A observação foi-se consolidando nos últimos anos, a partir de diversos exemplos, desde as determinações do plano de assistência financeira aos múltiplos relatos de desperdício, endividamento e até fraude que – inegavelmente – ainda persistem no domínio do Serviço Nacional de Saúde. A partir desta realidade construiu-se um debate relevante, porém não raras vezes enviesado, sobre a sustentabilidade do serviço público.

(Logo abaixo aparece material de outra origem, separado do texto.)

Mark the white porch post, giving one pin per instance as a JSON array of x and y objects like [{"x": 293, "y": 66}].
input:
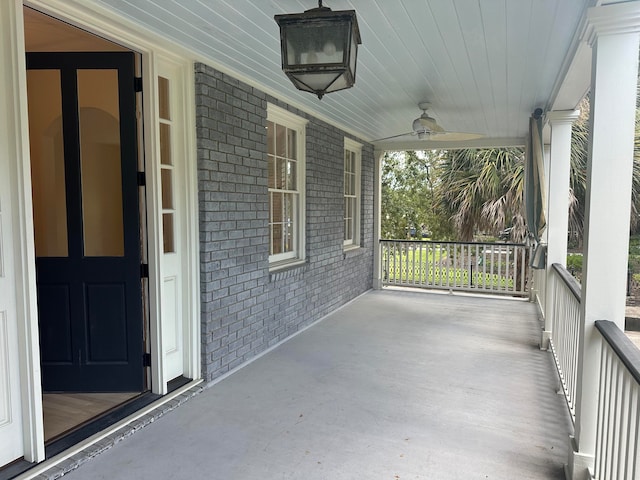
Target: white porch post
[
  {"x": 377, "y": 222},
  {"x": 613, "y": 34},
  {"x": 557, "y": 206}
]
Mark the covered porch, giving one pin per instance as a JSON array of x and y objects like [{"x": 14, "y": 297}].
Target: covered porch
[{"x": 397, "y": 384}]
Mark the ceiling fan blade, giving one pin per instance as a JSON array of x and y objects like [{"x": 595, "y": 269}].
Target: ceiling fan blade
[
  {"x": 444, "y": 136},
  {"x": 429, "y": 123},
  {"x": 393, "y": 136}
]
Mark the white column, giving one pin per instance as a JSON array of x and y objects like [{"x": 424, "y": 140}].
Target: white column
[
  {"x": 613, "y": 34},
  {"x": 377, "y": 207},
  {"x": 557, "y": 206}
]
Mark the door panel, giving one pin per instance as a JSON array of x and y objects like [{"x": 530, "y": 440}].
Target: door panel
[{"x": 89, "y": 296}]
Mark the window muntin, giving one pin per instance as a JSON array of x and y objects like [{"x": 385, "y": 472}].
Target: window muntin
[
  {"x": 285, "y": 155},
  {"x": 352, "y": 152}
]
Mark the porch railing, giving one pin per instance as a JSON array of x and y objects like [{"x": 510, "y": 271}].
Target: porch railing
[
  {"x": 617, "y": 448},
  {"x": 539, "y": 288},
  {"x": 564, "y": 341},
  {"x": 617, "y": 454},
  {"x": 497, "y": 268}
]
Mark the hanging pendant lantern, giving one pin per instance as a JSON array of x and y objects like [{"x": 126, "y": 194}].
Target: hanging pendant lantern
[{"x": 320, "y": 49}]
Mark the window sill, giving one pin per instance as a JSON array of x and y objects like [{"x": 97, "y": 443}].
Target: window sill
[
  {"x": 282, "y": 270},
  {"x": 351, "y": 250}
]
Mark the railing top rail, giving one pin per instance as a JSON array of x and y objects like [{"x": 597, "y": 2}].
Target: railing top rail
[
  {"x": 620, "y": 343},
  {"x": 571, "y": 283},
  {"x": 455, "y": 243}
]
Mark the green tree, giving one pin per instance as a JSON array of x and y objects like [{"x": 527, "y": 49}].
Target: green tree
[
  {"x": 482, "y": 191},
  {"x": 407, "y": 193}
]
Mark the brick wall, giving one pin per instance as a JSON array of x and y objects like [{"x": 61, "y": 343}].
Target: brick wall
[{"x": 245, "y": 309}]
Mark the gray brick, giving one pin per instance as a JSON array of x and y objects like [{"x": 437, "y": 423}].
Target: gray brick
[{"x": 244, "y": 308}]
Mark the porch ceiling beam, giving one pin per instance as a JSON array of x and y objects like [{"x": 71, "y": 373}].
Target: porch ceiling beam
[{"x": 434, "y": 145}]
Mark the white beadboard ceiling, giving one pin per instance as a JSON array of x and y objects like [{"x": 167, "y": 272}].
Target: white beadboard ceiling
[{"x": 484, "y": 65}]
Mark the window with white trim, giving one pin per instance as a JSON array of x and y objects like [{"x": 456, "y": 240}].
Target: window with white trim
[
  {"x": 352, "y": 154},
  {"x": 286, "y": 182}
]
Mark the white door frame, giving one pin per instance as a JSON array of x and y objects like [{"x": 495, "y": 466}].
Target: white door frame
[{"x": 98, "y": 20}]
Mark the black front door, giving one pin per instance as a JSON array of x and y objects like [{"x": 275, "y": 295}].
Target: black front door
[{"x": 86, "y": 220}]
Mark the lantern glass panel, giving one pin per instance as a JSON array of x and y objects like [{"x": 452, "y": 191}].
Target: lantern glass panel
[{"x": 310, "y": 44}]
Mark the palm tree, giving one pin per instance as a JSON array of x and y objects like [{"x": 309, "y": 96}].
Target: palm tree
[{"x": 482, "y": 191}]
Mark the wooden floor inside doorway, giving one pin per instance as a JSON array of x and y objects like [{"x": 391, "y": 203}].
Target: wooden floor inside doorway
[{"x": 66, "y": 411}]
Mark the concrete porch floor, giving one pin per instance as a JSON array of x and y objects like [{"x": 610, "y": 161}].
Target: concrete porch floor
[{"x": 396, "y": 385}]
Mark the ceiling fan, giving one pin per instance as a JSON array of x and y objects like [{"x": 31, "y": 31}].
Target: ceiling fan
[{"x": 425, "y": 127}]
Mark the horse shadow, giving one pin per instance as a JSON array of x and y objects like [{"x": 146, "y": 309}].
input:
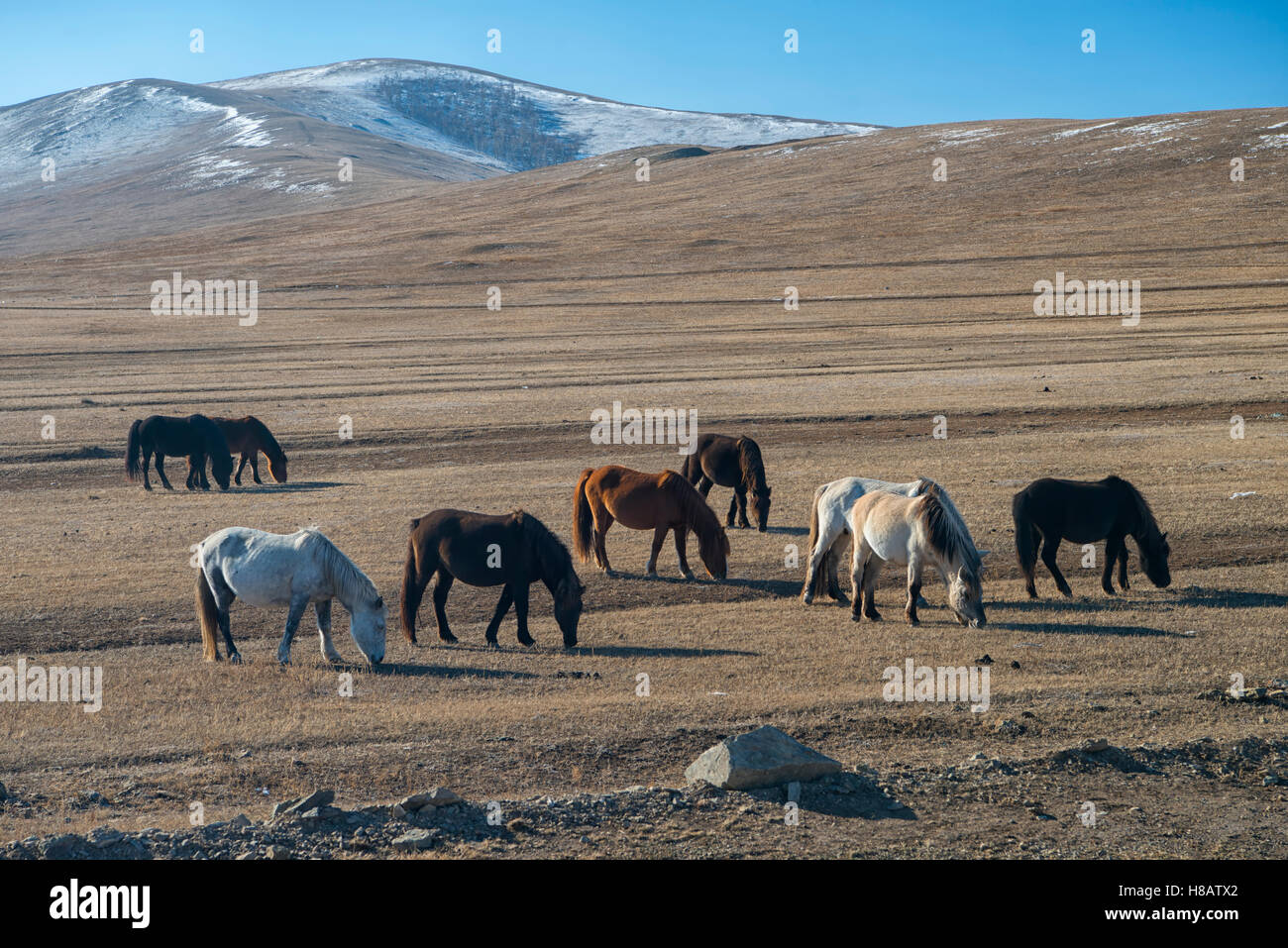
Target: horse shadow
[
  {"x": 1229, "y": 597},
  {"x": 845, "y": 794},
  {"x": 778, "y": 587},
  {"x": 296, "y": 485},
  {"x": 447, "y": 672},
  {"x": 657, "y": 652}
]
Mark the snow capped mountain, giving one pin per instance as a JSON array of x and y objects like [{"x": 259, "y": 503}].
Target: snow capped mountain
[
  {"x": 378, "y": 95},
  {"x": 146, "y": 156}
]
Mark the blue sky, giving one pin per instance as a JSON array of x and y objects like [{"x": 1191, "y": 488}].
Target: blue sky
[{"x": 893, "y": 63}]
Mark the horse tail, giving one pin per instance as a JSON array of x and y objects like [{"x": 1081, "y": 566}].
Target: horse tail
[
  {"x": 1025, "y": 548},
  {"x": 694, "y": 467},
  {"x": 207, "y": 614},
  {"x": 134, "y": 451},
  {"x": 583, "y": 518},
  {"x": 824, "y": 566},
  {"x": 412, "y": 587}
]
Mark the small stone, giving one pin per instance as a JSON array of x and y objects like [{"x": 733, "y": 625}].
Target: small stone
[
  {"x": 415, "y": 840},
  {"x": 313, "y": 800}
]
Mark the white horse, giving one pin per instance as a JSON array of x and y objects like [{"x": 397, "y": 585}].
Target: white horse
[
  {"x": 274, "y": 570},
  {"x": 918, "y": 532},
  {"x": 829, "y": 524}
]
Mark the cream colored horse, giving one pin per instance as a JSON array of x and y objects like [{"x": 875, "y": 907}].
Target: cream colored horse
[{"x": 919, "y": 532}]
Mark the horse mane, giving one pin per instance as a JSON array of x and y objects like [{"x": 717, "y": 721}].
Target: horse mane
[
  {"x": 266, "y": 438},
  {"x": 552, "y": 554},
  {"x": 945, "y": 527},
  {"x": 1149, "y": 526},
  {"x": 752, "y": 466},
  {"x": 697, "y": 514},
  {"x": 344, "y": 571}
]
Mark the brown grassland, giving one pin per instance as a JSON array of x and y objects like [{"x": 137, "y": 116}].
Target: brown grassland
[{"x": 915, "y": 300}]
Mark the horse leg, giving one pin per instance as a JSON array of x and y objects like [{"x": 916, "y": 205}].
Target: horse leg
[
  {"x": 520, "y": 612},
  {"x": 323, "y": 612},
  {"x": 658, "y": 537},
  {"x": 682, "y": 543},
  {"x": 913, "y": 590},
  {"x": 857, "y": 569},
  {"x": 223, "y": 600},
  {"x": 299, "y": 604},
  {"x": 165, "y": 480},
  {"x": 871, "y": 571},
  {"x": 442, "y": 586},
  {"x": 1107, "y": 576},
  {"x": 1048, "y": 549},
  {"x": 501, "y": 608}
]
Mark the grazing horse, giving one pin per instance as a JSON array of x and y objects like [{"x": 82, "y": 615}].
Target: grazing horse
[
  {"x": 1083, "y": 511},
  {"x": 645, "y": 501},
  {"x": 921, "y": 532},
  {"x": 274, "y": 570},
  {"x": 828, "y": 526},
  {"x": 250, "y": 436},
  {"x": 513, "y": 550},
  {"x": 194, "y": 437},
  {"x": 734, "y": 463}
]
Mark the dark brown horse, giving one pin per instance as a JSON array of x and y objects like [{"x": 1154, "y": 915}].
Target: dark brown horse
[
  {"x": 249, "y": 436},
  {"x": 658, "y": 502},
  {"x": 194, "y": 437},
  {"x": 734, "y": 463},
  {"x": 513, "y": 550},
  {"x": 1083, "y": 511}
]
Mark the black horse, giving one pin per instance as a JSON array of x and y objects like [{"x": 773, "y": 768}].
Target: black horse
[
  {"x": 194, "y": 437},
  {"x": 1083, "y": 511},
  {"x": 734, "y": 463},
  {"x": 513, "y": 550}
]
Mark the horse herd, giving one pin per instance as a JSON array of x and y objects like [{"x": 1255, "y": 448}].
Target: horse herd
[{"x": 913, "y": 524}]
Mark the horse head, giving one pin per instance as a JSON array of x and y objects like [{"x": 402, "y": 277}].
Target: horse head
[
  {"x": 966, "y": 597},
  {"x": 368, "y": 629},
  {"x": 1154, "y": 552},
  {"x": 567, "y": 595}
]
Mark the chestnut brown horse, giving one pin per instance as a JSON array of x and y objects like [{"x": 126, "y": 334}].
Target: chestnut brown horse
[
  {"x": 249, "y": 436},
  {"x": 658, "y": 502},
  {"x": 734, "y": 463}
]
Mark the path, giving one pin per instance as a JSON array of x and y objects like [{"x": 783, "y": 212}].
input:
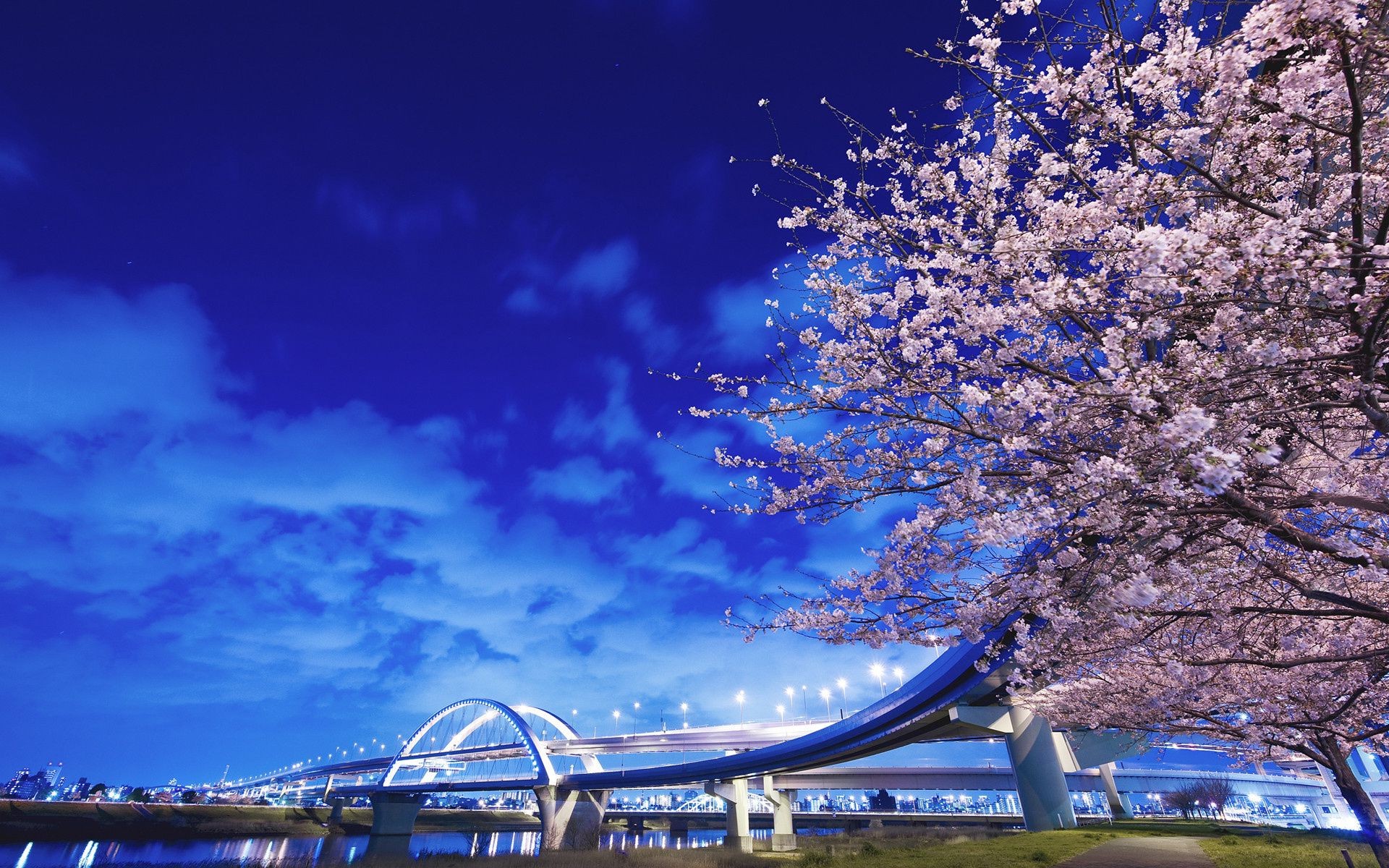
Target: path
[{"x": 1149, "y": 851}]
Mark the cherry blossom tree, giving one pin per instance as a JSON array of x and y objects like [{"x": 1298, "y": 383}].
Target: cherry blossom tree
[{"x": 1114, "y": 345}]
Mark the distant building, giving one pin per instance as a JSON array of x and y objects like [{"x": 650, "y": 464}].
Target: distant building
[{"x": 78, "y": 791}]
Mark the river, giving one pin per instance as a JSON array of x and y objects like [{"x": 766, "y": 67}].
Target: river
[{"x": 310, "y": 851}]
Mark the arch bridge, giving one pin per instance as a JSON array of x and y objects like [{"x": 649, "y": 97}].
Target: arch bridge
[{"x": 480, "y": 745}]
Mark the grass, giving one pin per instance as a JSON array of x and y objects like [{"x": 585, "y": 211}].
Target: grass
[
  {"x": 1286, "y": 851},
  {"x": 1228, "y": 845}
]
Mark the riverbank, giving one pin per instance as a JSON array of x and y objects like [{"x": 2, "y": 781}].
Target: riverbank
[{"x": 22, "y": 821}]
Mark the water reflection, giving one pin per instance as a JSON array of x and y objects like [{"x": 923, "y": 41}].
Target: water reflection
[{"x": 344, "y": 849}]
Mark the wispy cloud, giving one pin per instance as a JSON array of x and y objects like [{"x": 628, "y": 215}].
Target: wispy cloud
[
  {"x": 579, "y": 481},
  {"x": 603, "y": 271},
  {"x": 380, "y": 218}
]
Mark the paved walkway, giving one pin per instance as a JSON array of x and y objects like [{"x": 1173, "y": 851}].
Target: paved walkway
[{"x": 1152, "y": 851}]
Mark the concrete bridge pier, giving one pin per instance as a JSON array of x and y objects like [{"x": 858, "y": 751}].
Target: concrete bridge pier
[
  {"x": 394, "y": 814},
  {"x": 570, "y": 820},
  {"x": 783, "y": 825},
  {"x": 1120, "y": 804},
  {"x": 392, "y": 824},
  {"x": 1037, "y": 762},
  {"x": 735, "y": 798}
]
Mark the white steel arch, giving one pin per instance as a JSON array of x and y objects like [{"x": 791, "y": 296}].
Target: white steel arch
[{"x": 412, "y": 757}]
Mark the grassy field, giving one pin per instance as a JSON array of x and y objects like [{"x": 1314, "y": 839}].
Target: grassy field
[
  {"x": 1228, "y": 845},
  {"x": 1285, "y": 851}
]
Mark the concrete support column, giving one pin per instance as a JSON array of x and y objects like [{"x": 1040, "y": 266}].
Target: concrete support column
[
  {"x": 735, "y": 798},
  {"x": 783, "y": 824},
  {"x": 1037, "y": 763},
  {"x": 1120, "y": 804},
  {"x": 395, "y": 813},
  {"x": 570, "y": 820},
  {"x": 392, "y": 824}
]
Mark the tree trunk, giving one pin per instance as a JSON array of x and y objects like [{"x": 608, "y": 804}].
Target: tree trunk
[{"x": 1357, "y": 799}]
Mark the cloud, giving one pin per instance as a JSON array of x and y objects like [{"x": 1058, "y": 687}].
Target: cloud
[
  {"x": 75, "y": 360},
  {"x": 579, "y": 481},
  {"x": 738, "y": 318},
  {"x": 261, "y": 555},
  {"x": 378, "y": 218},
  {"x": 610, "y": 427},
  {"x": 14, "y": 167},
  {"x": 525, "y": 300},
  {"x": 603, "y": 271}
]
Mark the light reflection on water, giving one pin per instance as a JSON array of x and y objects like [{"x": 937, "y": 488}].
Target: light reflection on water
[{"x": 314, "y": 851}]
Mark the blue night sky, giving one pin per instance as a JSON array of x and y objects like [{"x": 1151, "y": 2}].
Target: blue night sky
[{"x": 324, "y": 347}]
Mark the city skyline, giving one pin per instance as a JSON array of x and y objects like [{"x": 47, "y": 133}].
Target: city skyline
[{"x": 324, "y": 367}]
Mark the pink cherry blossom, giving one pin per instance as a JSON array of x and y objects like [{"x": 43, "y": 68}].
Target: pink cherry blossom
[{"x": 1116, "y": 344}]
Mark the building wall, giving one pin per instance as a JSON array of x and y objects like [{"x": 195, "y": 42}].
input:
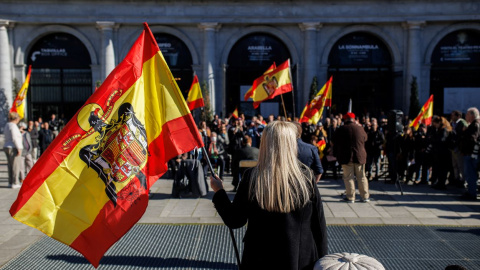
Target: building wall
[{"x": 300, "y": 24}]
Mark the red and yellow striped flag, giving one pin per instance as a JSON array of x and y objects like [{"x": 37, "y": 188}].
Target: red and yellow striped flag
[
  {"x": 91, "y": 185},
  {"x": 250, "y": 91},
  {"x": 235, "y": 113},
  {"x": 314, "y": 110},
  {"x": 272, "y": 84},
  {"x": 18, "y": 105},
  {"x": 195, "y": 98},
  {"x": 321, "y": 146},
  {"x": 425, "y": 115}
]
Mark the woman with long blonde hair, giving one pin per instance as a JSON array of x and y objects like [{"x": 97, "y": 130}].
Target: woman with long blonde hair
[{"x": 281, "y": 203}]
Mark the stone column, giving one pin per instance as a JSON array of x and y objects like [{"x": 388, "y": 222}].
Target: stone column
[
  {"x": 209, "y": 61},
  {"x": 5, "y": 63},
  {"x": 309, "y": 57},
  {"x": 414, "y": 59},
  {"x": 107, "y": 53}
]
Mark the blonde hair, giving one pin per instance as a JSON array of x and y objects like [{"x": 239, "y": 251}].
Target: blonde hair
[{"x": 280, "y": 182}]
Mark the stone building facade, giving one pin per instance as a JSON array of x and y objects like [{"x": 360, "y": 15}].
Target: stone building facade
[{"x": 371, "y": 48}]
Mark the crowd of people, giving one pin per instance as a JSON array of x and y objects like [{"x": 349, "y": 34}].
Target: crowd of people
[
  {"x": 442, "y": 154},
  {"x": 25, "y": 142}
]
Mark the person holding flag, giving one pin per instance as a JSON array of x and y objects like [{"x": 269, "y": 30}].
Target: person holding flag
[
  {"x": 92, "y": 184},
  {"x": 249, "y": 93},
  {"x": 195, "y": 98},
  {"x": 271, "y": 84},
  {"x": 18, "y": 105},
  {"x": 312, "y": 113}
]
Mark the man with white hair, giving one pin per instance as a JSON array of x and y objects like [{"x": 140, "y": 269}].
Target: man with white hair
[{"x": 469, "y": 146}]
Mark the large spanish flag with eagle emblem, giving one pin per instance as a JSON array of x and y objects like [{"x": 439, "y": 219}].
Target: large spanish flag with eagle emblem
[
  {"x": 91, "y": 185},
  {"x": 18, "y": 105},
  {"x": 425, "y": 115},
  {"x": 271, "y": 84}
]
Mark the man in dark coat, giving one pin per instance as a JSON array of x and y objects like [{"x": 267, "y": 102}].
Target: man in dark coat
[
  {"x": 469, "y": 146},
  {"x": 308, "y": 155},
  {"x": 459, "y": 125},
  {"x": 45, "y": 137},
  {"x": 349, "y": 148},
  {"x": 246, "y": 153}
]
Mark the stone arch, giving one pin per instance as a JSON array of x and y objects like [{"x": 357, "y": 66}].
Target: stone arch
[
  {"x": 259, "y": 29},
  {"x": 376, "y": 31},
  {"x": 36, "y": 34},
  {"x": 167, "y": 30},
  {"x": 443, "y": 33}
]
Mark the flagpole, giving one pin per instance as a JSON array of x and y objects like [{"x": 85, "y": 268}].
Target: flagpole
[
  {"x": 231, "y": 231},
  {"x": 293, "y": 96},
  {"x": 283, "y": 103}
]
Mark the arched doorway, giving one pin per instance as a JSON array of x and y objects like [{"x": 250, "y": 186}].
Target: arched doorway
[
  {"x": 361, "y": 66},
  {"x": 249, "y": 58},
  {"x": 179, "y": 59},
  {"x": 61, "y": 78},
  {"x": 454, "y": 75}
]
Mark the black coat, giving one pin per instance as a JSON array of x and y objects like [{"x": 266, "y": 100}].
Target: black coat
[{"x": 292, "y": 241}]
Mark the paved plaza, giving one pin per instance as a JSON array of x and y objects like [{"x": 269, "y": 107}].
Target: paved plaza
[{"x": 419, "y": 207}]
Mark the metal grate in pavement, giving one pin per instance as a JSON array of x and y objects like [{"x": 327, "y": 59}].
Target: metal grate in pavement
[{"x": 155, "y": 246}]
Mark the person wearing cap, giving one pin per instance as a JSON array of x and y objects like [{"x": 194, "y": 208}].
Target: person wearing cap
[
  {"x": 27, "y": 158},
  {"x": 349, "y": 148}
]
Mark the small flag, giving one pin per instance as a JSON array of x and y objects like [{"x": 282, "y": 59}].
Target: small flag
[
  {"x": 250, "y": 91},
  {"x": 92, "y": 183},
  {"x": 195, "y": 98},
  {"x": 321, "y": 146},
  {"x": 312, "y": 113},
  {"x": 235, "y": 113},
  {"x": 272, "y": 84},
  {"x": 425, "y": 115},
  {"x": 18, "y": 105}
]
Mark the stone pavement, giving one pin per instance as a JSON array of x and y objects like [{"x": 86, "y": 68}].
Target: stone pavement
[{"x": 420, "y": 205}]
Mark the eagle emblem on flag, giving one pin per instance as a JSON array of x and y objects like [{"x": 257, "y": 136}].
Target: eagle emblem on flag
[
  {"x": 120, "y": 151},
  {"x": 270, "y": 84}
]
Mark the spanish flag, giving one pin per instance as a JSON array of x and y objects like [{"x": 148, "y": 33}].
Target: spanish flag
[
  {"x": 250, "y": 91},
  {"x": 272, "y": 84},
  {"x": 18, "y": 105},
  {"x": 235, "y": 113},
  {"x": 425, "y": 115},
  {"x": 195, "y": 98},
  {"x": 313, "y": 111},
  {"x": 321, "y": 146},
  {"x": 91, "y": 185}
]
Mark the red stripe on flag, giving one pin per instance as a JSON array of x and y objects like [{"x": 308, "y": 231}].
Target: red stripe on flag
[
  {"x": 281, "y": 90},
  {"x": 178, "y": 136},
  {"x": 53, "y": 156},
  {"x": 196, "y": 104},
  {"x": 113, "y": 222}
]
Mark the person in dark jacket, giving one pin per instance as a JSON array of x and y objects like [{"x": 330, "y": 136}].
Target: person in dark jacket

Se olharmos para a estatística disponível, verificamos que a despesa total – pública e privada – de Saúde em Portugal representa 9,5% do PIB, valor que se encontra ligeiramente acima da média da OCDE: 9,3%. No entanto, aquilo que a maior parte das análises tende a ignorar é a componente pública correspondente a este investimento, que é de apenas 65% e representa pouco mais do que 5% do Produto (8,5 mil milhões). Neste indicador, Portugal não fica bem na fotografia. Entre os parceiros europeus, apenas Hungria, Polónia e Estónia investem proporcionalmente menos dinheiro público nos cuidados de saúde prestados à população.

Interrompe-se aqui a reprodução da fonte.